Figure 6. Intersubunit binding energy decomposition for dimer and tetramer formation.

Colour code is as follows: black, electrostatic term; orange, van der Waals term; blue, hydrogen bond term; yellow, total contribution, including desolvation energies (not shown).

Figure 7. Distribution of the energetically relevant residues within the LpEst1 contacting interface.

These residues are basically hydrophobic in agreement with the relevance of this type of interactions in the stabilization of the dimer. The bidentate hydrogen bonding interaction between the side-chain carboxamide groups of Gln189 (close up view) is situated at the core of the interface.

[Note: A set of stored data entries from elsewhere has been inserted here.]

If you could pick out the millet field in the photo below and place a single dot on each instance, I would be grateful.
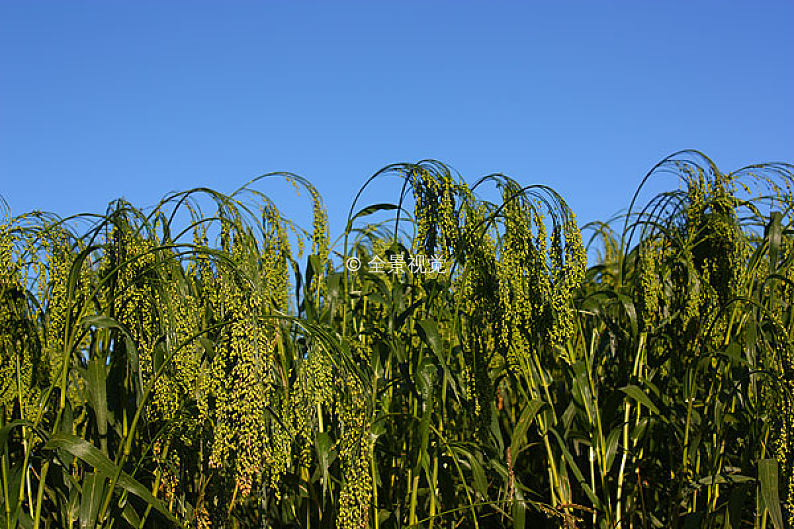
(448, 362)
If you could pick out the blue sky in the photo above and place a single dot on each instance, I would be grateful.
(106, 99)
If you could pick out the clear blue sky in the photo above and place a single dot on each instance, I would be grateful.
(106, 99)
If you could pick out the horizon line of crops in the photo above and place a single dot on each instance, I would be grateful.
(187, 366)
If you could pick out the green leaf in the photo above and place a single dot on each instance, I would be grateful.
(88, 453)
(369, 210)
(93, 489)
(522, 426)
(640, 396)
(768, 476)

The 2F_obs – F_calc density map is contoured at 1σ.

Figure 8. Stereoview of the network of interactions present around the catalytic triad of LpEst1.

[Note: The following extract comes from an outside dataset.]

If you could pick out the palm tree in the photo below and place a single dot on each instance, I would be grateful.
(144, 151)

Residues forming the catalytic triad (Ser174, His313 and Asp283) and those coordinating a well-ordered water molecule that is also identified in the HSL family members (blue sphere) are shown as sticks. The 2F_obs – F_calc density map is contoured at 1σ (green: amino acid side chains; blue: water molecule) Distances are in Å.

Figure 9. Stereoviews of three putative LpEst1:substrate complexes resulting from docking studies with CRDOCK.

The three complexes correspond to phenyl acetate (a), triacetin (b) and tributyrin (c). In all cases, interactions are observed between the nucleophile (Ser174) and also reveal the stabilizing effect of the oxyanion hole formed by the backbone nitrogen atoms of Gly107 and Ala108. Residues are shown as stick models. Distances are in Å.

Figure 10. Stereoview of the environment around the residue Asp173.

The side chain of the Asp173 residue is highly oriented towards the loop where the oxyanion hole resides probably contributing to its stabilization. The network of hydrogen bonds is shown as dashed lines. Participating residues are shown as sticks and water molecules as blue spheres. Distances are in Å.

Figure 11. Biochemical characterization of LpEst1.

(A) Dependence on pH of hydrolytic activity of LpEst1 against pNPA. (B) Dependence on temperature of hydrolytic activity of LpEst1 against pNPA. The optimum temperature for esterase activity was ∼30 °C. (C) Analysis of the temperature stability of LpEst1. The enzyme was incubated in 50 mM sodium phosphate buffer pH 7.0 at 22 °C (closed triangles), 30 °C (open triangles), 37 °C (closed circles), 45 °C (open circles) and 55 °C (closed squares) for 15 min, 30 min, and 1, 2, 4, 6 and 20 h. The values correspond to the mean of three independent experiments. (D) Dependence of the esterase activity of LpEst1 on the chain length of p-nitrophenyl (p-NP): p-NP acetate (C2), p-NP butyrate (C4); p-NP caprylate (C8); p-NP laureate (C12); and p-NP myristate (C14).